In the absence of Sun
Myths are symbolic expressions that have always been perceived in that same symbolic form. They appeared to human mind as very true and realistic powers. This symbolic view goes back to an era, when reality was realized in a different way than our present perception. In this mythical world, woman, earth and tree were symbols of creation, having both the power of giving life and birth. The three of them had divine status; the three of them were regarded and perceived as equals and in such a world, filled with images and imaginations, the three of them had the ability to recreate.
Art and myths have close and inseparable relation with each other. In the beginning of their development, artistic creations were always in connection with myths. This artistic expression is still relevant in our thoughts and words.

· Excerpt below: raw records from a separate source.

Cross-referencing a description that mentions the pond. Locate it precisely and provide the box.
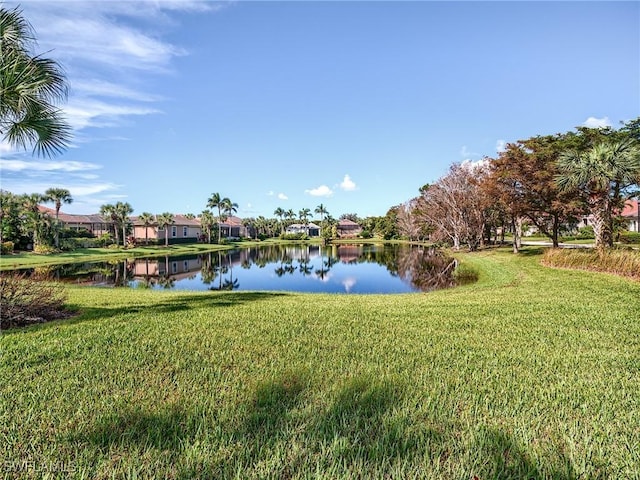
[20,243,466,294]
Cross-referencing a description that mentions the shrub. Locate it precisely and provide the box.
[279,233,307,241]
[619,232,640,245]
[542,248,640,280]
[33,244,59,255]
[1,241,14,255]
[0,272,69,329]
[360,230,372,239]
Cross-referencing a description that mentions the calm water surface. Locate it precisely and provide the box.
[25,244,462,294]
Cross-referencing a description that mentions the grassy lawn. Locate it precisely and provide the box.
[1,247,639,479]
[0,243,230,271]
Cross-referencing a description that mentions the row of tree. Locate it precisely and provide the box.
[397,120,640,251]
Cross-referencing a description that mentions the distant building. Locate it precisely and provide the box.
[286,223,321,237]
[337,219,362,238]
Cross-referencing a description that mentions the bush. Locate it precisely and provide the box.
[33,244,59,255]
[0,272,69,329]
[619,231,640,245]
[279,233,308,241]
[359,230,372,239]
[1,241,14,255]
[542,248,640,280]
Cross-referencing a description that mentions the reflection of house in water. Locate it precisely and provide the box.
[337,245,361,263]
[133,256,202,280]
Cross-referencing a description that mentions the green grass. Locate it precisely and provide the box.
[0,243,230,271]
[1,247,639,479]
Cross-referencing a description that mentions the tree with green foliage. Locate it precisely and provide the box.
[138,212,154,245]
[0,190,22,245]
[114,202,133,247]
[44,187,72,247]
[298,208,311,235]
[0,6,71,157]
[156,212,175,247]
[220,198,238,238]
[557,138,640,249]
[199,210,215,243]
[274,207,285,234]
[99,204,119,246]
[315,203,328,235]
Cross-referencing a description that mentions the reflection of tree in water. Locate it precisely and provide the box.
[157,274,175,289]
[396,246,457,292]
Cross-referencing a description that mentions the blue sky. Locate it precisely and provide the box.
[1,1,638,219]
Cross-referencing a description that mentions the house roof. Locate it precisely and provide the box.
[338,219,360,227]
[287,223,320,229]
[621,200,639,217]
[38,206,107,224]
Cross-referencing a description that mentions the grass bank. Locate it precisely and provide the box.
[1,248,639,479]
[0,243,230,271]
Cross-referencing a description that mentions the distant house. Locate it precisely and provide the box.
[580,199,640,233]
[219,216,247,239]
[132,214,202,244]
[337,219,362,238]
[621,199,639,233]
[38,206,110,236]
[286,223,320,237]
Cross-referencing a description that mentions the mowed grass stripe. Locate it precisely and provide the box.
[1,247,639,479]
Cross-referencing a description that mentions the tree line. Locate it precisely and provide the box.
[396,119,640,252]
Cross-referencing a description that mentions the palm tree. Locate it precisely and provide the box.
[315,203,328,235]
[138,212,154,245]
[156,212,175,247]
[114,202,133,246]
[44,187,72,247]
[100,204,119,245]
[557,138,640,249]
[285,209,296,227]
[0,6,72,157]
[199,210,215,243]
[21,193,48,246]
[274,207,285,234]
[221,198,238,238]
[299,208,311,235]
[207,192,226,244]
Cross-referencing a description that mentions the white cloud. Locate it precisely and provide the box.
[305,185,334,197]
[277,193,288,200]
[0,180,120,198]
[63,99,160,130]
[583,116,612,128]
[0,159,102,173]
[267,191,274,196]
[460,145,480,158]
[342,277,357,293]
[340,174,357,191]
[496,139,506,153]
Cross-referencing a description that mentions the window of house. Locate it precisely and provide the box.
[172,262,178,274]
[172,226,177,237]
[184,260,189,270]
[183,226,188,237]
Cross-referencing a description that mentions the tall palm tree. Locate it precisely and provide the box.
[285,209,296,226]
[299,208,311,235]
[199,210,215,243]
[99,204,119,245]
[21,193,48,246]
[114,202,133,246]
[215,197,237,241]
[557,138,640,249]
[0,6,72,157]
[315,203,328,235]
[156,212,175,247]
[138,212,154,245]
[44,187,72,247]
[207,192,226,243]
[274,207,285,234]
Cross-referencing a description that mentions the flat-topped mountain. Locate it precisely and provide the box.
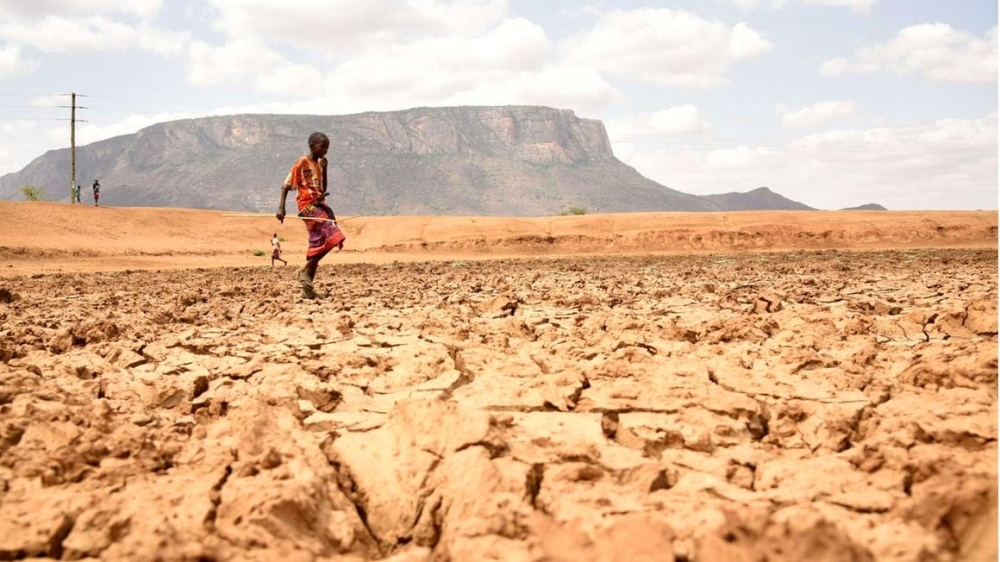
[0,106,831,215]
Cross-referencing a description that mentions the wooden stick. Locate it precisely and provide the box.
[221,213,360,224]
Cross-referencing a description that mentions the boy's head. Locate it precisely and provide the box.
[308,132,329,159]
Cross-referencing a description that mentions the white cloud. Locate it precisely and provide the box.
[722,0,765,10]
[237,65,618,117]
[0,0,162,20]
[71,112,201,146]
[723,0,876,14]
[204,0,508,51]
[186,17,618,112]
[722,0,873,12]
[0,16,190,56]
[777,100,855,128]
[613,113,998,210]
[0,121,40,173]
[821,24,998,83]
[802,0,874,14]
[329,18,548,97]
[186,39,325,97]
[0,44,38,79]
[562,9,773,88]
[606,106,711,138]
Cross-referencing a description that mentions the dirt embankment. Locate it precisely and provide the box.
[0,250,996,561]
[0,203,995,276]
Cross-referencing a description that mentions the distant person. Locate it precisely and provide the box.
[74,184,81,204]
[92,180,100,206]
[276,132,345,299]
[271,233,287,267]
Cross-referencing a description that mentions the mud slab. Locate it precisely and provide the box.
[0,250,996,561]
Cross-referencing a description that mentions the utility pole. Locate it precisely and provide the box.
[70,92,76,203]
[59,93,86,203]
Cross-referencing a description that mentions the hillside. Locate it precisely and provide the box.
[702,187,815,211]
[842,203,889,211]
[0,106,728,216]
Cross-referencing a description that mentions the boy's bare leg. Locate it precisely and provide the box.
[298,257,318,299]
[298,252,330,299]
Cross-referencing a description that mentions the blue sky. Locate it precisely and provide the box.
[0,0,996,209]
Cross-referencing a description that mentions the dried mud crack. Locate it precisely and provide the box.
[0,249,996,561]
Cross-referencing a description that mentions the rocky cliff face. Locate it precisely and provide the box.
[0,106,713,215]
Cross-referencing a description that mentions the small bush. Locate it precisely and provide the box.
[253,249,266,257]
[20,185,44,201]
[559,206,588,216]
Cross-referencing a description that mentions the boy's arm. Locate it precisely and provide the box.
[277,165,296,223]
[276,185,291,223]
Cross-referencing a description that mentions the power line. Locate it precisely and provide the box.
[85,106,198,115]
[84,94,218,109]
[0,117,66,121]
[0,93,63,97]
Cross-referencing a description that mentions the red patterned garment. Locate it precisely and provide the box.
[301,203,346,258]
[283,155,325,213]
[283,155,346,257]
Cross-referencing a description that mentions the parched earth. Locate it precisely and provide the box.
[0,249,996,561]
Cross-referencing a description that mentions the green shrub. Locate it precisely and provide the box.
[559,206,588,216]
[253,249,266,257]
[20,185,44,201]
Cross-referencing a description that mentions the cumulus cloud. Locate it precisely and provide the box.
[802,0,874,13]
[0,44,38,79]
[776,100,855,128]
[606,106,712,138]
[0,0,162,20]
[722,0,874,13]
[204,0,508,52]
[185,17,618,112]
[329,18,549,97]
[562,9,773,88]
[0,16,190,56]
[71,112,201,146]
[821,24,998,83]
[187,39,324,97]
[721,0,766,10]
[612,113,998,210]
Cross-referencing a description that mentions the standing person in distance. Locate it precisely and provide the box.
[275,132,345,299]
[92,179,100,206]
[75,184,82,204]
[271,233,287,267]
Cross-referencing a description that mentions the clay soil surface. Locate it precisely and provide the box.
[0,202,996,275]
[0,203,997,561]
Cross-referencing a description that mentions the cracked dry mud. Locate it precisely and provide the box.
[0,249,996,561]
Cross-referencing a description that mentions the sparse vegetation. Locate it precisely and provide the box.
[20,185,44,201]
[559,206,588,216]
[253,249,266,257]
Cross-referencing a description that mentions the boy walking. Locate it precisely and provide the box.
[271,233,287,267]
[75,185,82,204]
[276,132,345,299]
[92,180,100,206]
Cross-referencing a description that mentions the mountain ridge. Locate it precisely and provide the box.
[0,106,875,215]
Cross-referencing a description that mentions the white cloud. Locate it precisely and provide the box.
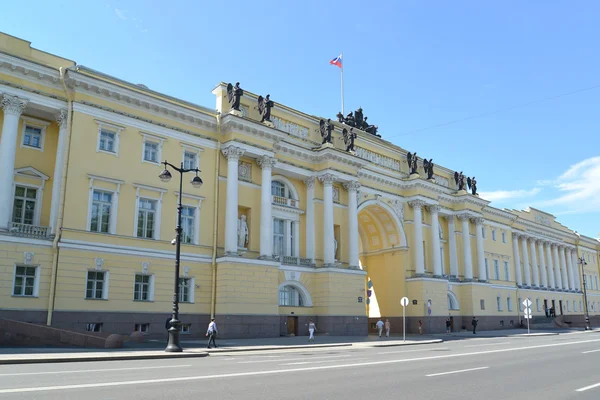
[114,8,127,20]
[479,188,541,202]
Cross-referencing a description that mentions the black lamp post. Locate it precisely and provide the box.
[578,255,590,331]
[159,160,203,352]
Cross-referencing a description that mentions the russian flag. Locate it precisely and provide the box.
[330,54,342,68]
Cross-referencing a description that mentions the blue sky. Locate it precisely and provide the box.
[2,1,599,238]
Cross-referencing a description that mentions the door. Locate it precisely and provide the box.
[552,300,556,317]
[559,301,563,315]
[543,300,548,315]
[287,316,297,336]
[449,316,454,332]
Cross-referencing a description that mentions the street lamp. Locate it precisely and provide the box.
[578,255,590,331]
[159,160,202,352]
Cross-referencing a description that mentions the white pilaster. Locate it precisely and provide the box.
[344,181,361,269]
[409,201,426,275]
[537,240,547,288]
[530,238,539,287]
[559,246,569,290]
[552,244,562,289]
[49,109,68,235]
[473,217,486,281]
[521,236,531,286]
[445,216,459,279]
[304,177,315,263]
[571,250,581,291]
[285,219,292,256]
[0,94,29,231]
[512,233,523,286]
[566,247,575,291]
[458,214,473,280]
[545,242,555,289]
[222,146,244,254]
[319,174,336,266]
[257,156,276,259]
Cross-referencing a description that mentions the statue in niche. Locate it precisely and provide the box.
[319,119,334,145]
[454,171,466,191]
[257,94,274,123]
[333,238,338,261]
[237,214,248,248]
[342,127,357,152]
[467,176,478,195]
[226,82,243,111]
[406,152,419,175]
[423,158,434,180]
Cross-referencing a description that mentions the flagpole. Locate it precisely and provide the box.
[340,52,345,115]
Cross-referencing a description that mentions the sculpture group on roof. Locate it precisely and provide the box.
[454,171,478,195]
[336,107,380,137]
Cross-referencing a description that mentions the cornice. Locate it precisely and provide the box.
[272,204,305,215]
[0,52,62,87]
[0,81,66,110]
[482,207,519,223]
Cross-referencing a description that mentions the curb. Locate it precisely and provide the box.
[368,339,444,348]
[206,343,352,353]
[0,351,209,365]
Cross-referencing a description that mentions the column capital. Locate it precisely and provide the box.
[1,94,28,117]
[443,214,455,222]
[426,204,441,213]
[343,181,361,192]
[222,146,245,161]
[470,216,485,225]
[457,213,471,221]
[512,232,521,239]
[257,155,277,170]
[318,173,336,187]
[304,177,316,189]
[56,109,68,130]
[408,200,426,210]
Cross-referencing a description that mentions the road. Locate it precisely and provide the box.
[1,333,600,400]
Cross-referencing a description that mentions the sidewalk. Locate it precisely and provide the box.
[430,327,600,339]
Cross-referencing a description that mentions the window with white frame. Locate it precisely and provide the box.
[12,186,37,225]
[137,198,156,239]
[482,227,486,239]
[99,129,117,153]
[273,218,285,257]
[518,297,523,312]
[183,151,198,170]
[90,190,112,233]
[492,229,497,241]
[507,297,512,312]
[536,298,541,312]
[134,323,149,333]
[574,301,578,312]
[180,324,191,334]
[480,299,485,310]
[86,271,108,299]
[279,285,305,307]
[494,260,500,280]
[181,206,195,244]
[133,274,153,301]
[504,261,510,281]
[484,258,489,280]
[179,277,193,303]
[143,141,159,163]
[580,301,583,312]
[13,265,38,297]
[567,301,571,312]
[497,296,502,311]
[86,323,102,332]
[502,232,506,243]
[271,181,293,199]
[20,117,49,151]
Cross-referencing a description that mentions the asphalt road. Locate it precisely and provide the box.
[1,333,600,400]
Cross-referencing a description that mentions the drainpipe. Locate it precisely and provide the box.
[209,116,221,318]
[46,66,74,326]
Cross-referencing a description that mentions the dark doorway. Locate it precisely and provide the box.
[552,300,556,317]
[287,316,298,336]
[559,300,563,315]
[449,316,455,332]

To express the concept of sorrow, loneliness and hopelessness of woman, earth and tree, the artist has entered the world of myths in her “In the Absence of Sun” collection. But the mythical roots of paintings are no longer symbolic expression of life and fertility of that era and do not acknowledge the beauty of ancient thoughts. Being aware of the equal mythical origins of woman, earth and tree, the artist has illustrated a world, detached from nature. Earth with no plants, trees with no fruits and woman, who is no longer a goddess… Looking for the original union, Woman is hopelessly wandering in all the paintings. Her empathy with tree has made the horse as the symbol of freedom on earth and horse-gods from heaven her companions. In Mitra Ebrahimi’s works, symbolic characters of creation and life in a world, absent of sun, are let loose with no sanctity. But myths are in denial with the reality of death and in her last work of this collection, where woman is multiplied among and entwined with branches of the tree, the artist connects us with the myth of immortality and return to nature once more and brings down the horse-god of heaven to earth for help.